9/11 truthism has never presented a shred of material evidence to support its case, not a single morsel of detonator nor whiff of explosive. It has presented no eyewitnesses to attest to any pre-rigged explosions. Not one of the hundreds or perhaps thousands who would have had to participate in a 9/11 scale plot have ever come forward to reveal their part in the dastardly plan. No one has ever explained how the US government could organise the huge logistics of doing this without leaving one single piece of concrete evidence. 9/11 truthism relies only on invented 'engineering truths' to support its contentions; and a demented hatred of the people they say did the evil deed.
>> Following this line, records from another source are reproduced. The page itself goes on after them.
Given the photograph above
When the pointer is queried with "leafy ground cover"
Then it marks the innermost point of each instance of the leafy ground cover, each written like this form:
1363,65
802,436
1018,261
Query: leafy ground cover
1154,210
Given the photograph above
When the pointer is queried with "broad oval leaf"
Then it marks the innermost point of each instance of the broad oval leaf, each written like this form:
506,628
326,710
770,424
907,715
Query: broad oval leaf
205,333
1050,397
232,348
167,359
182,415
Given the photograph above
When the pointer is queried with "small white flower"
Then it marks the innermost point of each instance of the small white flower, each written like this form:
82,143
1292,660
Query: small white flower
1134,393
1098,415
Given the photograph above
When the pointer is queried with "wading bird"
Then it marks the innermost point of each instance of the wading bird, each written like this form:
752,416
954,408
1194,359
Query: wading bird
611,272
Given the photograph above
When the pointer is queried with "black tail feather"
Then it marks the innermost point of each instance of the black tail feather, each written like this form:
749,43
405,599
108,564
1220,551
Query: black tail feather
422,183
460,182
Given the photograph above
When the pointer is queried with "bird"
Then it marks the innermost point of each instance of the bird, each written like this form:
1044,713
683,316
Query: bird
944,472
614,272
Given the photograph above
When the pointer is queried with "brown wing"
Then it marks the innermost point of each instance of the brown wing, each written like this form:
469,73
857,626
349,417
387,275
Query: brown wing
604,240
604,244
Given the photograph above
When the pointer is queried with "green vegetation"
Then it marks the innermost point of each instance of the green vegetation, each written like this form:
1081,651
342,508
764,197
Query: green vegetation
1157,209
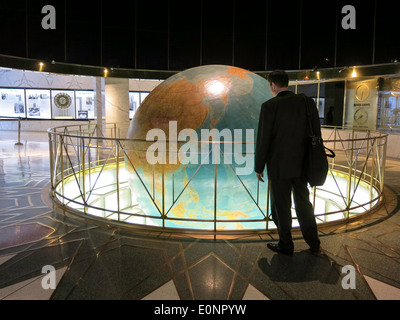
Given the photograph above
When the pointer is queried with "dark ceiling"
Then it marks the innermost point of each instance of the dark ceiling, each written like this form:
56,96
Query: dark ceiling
179,34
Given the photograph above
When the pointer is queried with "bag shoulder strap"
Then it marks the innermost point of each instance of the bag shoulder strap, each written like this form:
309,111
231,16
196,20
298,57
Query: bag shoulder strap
311,133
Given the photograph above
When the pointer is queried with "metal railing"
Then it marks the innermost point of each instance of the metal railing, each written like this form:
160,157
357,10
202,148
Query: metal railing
95,172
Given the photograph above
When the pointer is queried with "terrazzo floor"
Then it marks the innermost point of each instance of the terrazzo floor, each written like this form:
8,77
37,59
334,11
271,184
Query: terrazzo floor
93,262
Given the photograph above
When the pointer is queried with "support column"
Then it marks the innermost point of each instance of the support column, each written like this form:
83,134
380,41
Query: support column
116,100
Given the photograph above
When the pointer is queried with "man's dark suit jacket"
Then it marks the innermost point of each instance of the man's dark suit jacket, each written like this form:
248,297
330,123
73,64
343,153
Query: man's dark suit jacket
282,135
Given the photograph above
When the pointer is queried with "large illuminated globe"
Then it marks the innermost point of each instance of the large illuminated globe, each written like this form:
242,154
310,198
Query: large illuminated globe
198,180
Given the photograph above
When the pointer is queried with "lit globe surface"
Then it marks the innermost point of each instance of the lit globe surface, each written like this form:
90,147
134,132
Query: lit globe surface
218,183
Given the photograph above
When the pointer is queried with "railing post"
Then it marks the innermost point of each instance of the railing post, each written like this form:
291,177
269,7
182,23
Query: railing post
117,169
350,177
83,174
60,142
51,156
19,143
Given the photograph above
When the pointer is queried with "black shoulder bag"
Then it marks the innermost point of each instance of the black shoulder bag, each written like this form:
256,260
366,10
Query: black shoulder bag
316,162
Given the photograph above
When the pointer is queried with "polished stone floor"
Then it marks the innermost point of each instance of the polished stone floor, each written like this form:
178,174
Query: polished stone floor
102,262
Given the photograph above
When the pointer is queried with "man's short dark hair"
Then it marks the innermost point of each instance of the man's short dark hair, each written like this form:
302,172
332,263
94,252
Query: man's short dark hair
279,77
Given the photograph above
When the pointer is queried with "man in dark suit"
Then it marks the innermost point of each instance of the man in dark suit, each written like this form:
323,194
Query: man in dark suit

The bombings in Russia on the other hand have all the pieces of evidence that 9/11 truthism does not. Criminal investigators at the apartment blocks were prevented from taking evidence of what kind of explosive were used in the bombings, in case the trail led back to the GRU (military intelligence). People involved in these 'dark' ops have come forward to talk of their participation in them, presumably after feeling a bit of guilt. The logistics of these ops was easily within the capability of the GRU, as the targets were the ultimate in soft targets. The Russian bombs would not have had to be a huge sophisticated demolition job, like a putative 9/11 set-up. Sergei Stepashin, Russian Interior and Prime Minister for most of 1999, is quoted in the Independent newspaper as saying that the plan to send the Russian army into Chechnya "had been worked out in March" 1999. The bombs went off in August and September of that year. A few medium sized bombs were enough to bring down the very poorly built Soviet-era apartment buildings. And once the finger of blame was pointed at the Chechens, Putin was pushing at an open door. Many Russians already despise Kavkaz- Caucasians like Chechens and are ready to believe pretty much anything evil about them.

Put into the context of all the other behaviour of the Putin regime since it came to power, it is completely credible that the bombings were a provocation to allow the KGB and the other security services to take over the apparatus of Russian government permanently. World reaction? Big yawn.